Postersession 2
Poster #: 20
Topic: Clinical applications (incl. consciousness)
Thursday, Sep 10, 2015
14:30-16:00
1st floor

Intact pre-attentive processing of sound intensity in depression as revealed by mismatch negativity

Elisa Ruohonen1, Jari Kurkela2, & Piia Astikainen2

1Psychology, University of Jyväskylä, Jyväskylä, Finland
2Department of Psychology, University of Jyväskylä, Jyväskylä, Finland
elmaruoh@student.jyu.fi

Depression is associated with abnormal cognitive processing of emotional information which has also been shown in mismatch negativity (MMN) studies to both visual and auditory emotional stimuli. Recent research suggests that this processing bias occurs already at the basic visual feature processing level as indexed by visual mismatch negativity. In the auditory modality there is some evidence that the loudness dependence of the auditory evoked potentials would be associated with depression. However, there are no reports of studies applying intensity mismatch negativity paradigm in depressed participants. To that end we compared event-related potentials elicited in oddball condition for sound intensity changes in depressed and non-depressed participants.

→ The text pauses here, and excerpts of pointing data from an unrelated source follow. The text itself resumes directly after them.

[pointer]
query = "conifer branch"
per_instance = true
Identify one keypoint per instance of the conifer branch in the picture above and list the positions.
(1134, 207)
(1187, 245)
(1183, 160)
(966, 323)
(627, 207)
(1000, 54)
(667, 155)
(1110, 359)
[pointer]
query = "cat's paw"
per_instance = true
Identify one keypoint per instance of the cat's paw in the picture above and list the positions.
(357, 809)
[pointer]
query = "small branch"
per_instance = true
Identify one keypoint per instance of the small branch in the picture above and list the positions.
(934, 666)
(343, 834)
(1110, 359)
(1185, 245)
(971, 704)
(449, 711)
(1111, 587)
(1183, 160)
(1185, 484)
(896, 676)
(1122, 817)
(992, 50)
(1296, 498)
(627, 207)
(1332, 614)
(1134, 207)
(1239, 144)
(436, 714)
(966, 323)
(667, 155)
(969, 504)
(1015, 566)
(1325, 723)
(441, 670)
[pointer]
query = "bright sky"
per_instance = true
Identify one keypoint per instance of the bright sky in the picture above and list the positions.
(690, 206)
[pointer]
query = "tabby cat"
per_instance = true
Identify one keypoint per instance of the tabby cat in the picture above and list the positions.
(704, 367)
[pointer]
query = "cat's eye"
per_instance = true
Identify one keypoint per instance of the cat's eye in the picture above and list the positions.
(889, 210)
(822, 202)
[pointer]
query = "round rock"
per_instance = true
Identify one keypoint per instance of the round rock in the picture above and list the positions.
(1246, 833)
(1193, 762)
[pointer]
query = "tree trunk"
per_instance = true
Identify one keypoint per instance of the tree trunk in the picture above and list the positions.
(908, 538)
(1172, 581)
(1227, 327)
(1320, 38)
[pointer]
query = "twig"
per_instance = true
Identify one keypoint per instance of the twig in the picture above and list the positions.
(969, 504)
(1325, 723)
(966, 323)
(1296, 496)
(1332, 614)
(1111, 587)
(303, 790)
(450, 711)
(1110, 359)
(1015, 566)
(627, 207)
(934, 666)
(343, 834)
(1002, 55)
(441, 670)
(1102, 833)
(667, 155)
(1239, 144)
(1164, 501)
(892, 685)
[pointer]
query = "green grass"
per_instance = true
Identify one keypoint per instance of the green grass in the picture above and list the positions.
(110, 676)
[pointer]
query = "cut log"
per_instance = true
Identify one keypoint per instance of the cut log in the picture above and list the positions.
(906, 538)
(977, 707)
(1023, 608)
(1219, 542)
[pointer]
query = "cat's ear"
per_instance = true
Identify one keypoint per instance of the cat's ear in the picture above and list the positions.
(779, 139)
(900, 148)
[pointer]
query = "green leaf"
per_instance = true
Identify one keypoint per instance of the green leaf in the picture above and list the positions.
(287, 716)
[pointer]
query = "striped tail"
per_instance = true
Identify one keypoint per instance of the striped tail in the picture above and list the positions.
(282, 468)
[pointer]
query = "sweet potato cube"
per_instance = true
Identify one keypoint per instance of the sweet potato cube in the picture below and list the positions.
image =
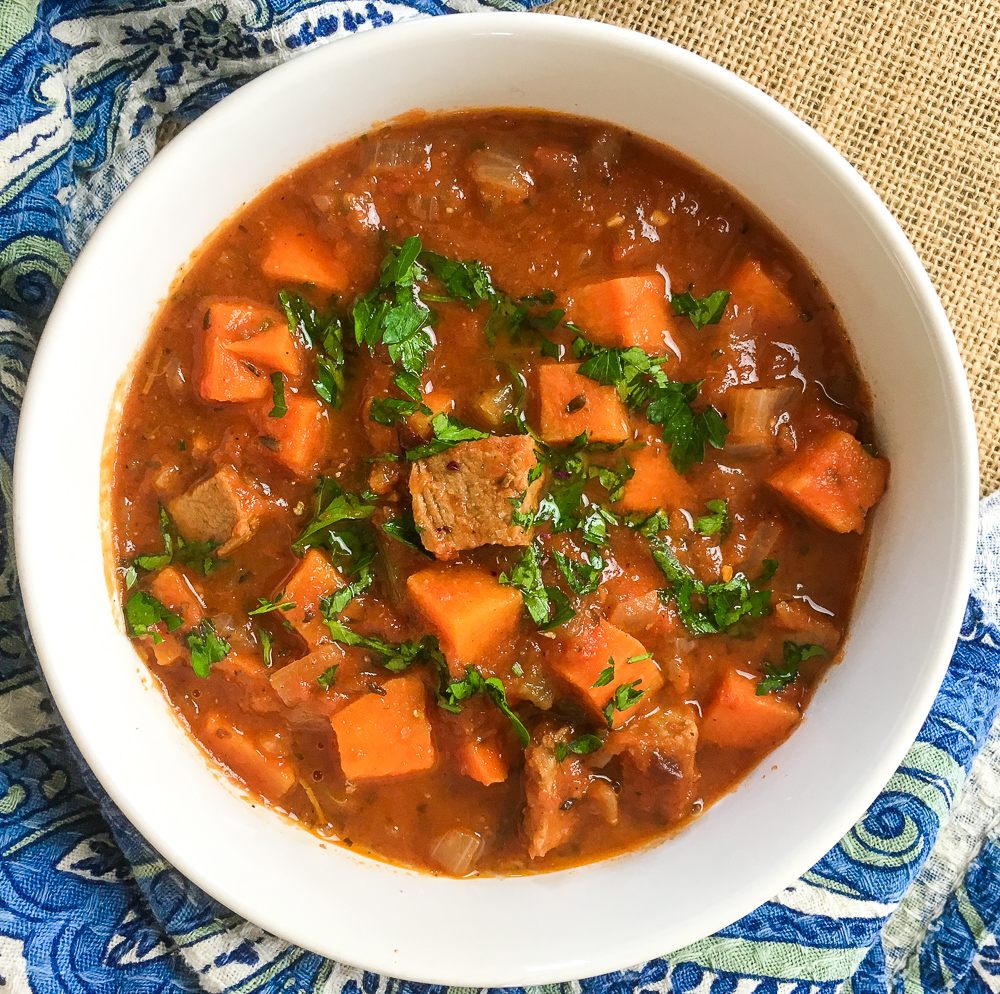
(274, 349)
(631, 310)
(222, 509)
(656, 485)
(737, 718)
(301, 257)
(570, 404)
(833, 482)
(462, 497)
(174, 590)
(313, 580)
(752, 288)
(384, 735)
(268, 773)
(582, 660)
(300, 438)
(226, 376)
(469, 609)
(483, 761)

In one stimulus block the standard sound was 60 dB and the deviant sound 80 dB and in the other stimulus block the assignment was reversed. Differential responses were extracted from two time windows for the analysis: at 90-140 ms (N1) and at 150-200 ms (MMN) post-stimulus interval. At the earlier time window the loud stimulus as a deviant stimulus elicited larger negative amplitudes than the silent standard stimulus. When sound intensities for the standard and the deviant stimuli were reversed, no differential response was elicited. At the later time window negative-polarity differential response was elicited similarly in both stimulus blocks. There were no group differences in the brain responses and they showed no correlations with BDI-score. The results suggest that change detection of basic auditory processing of intensity is intact in depression.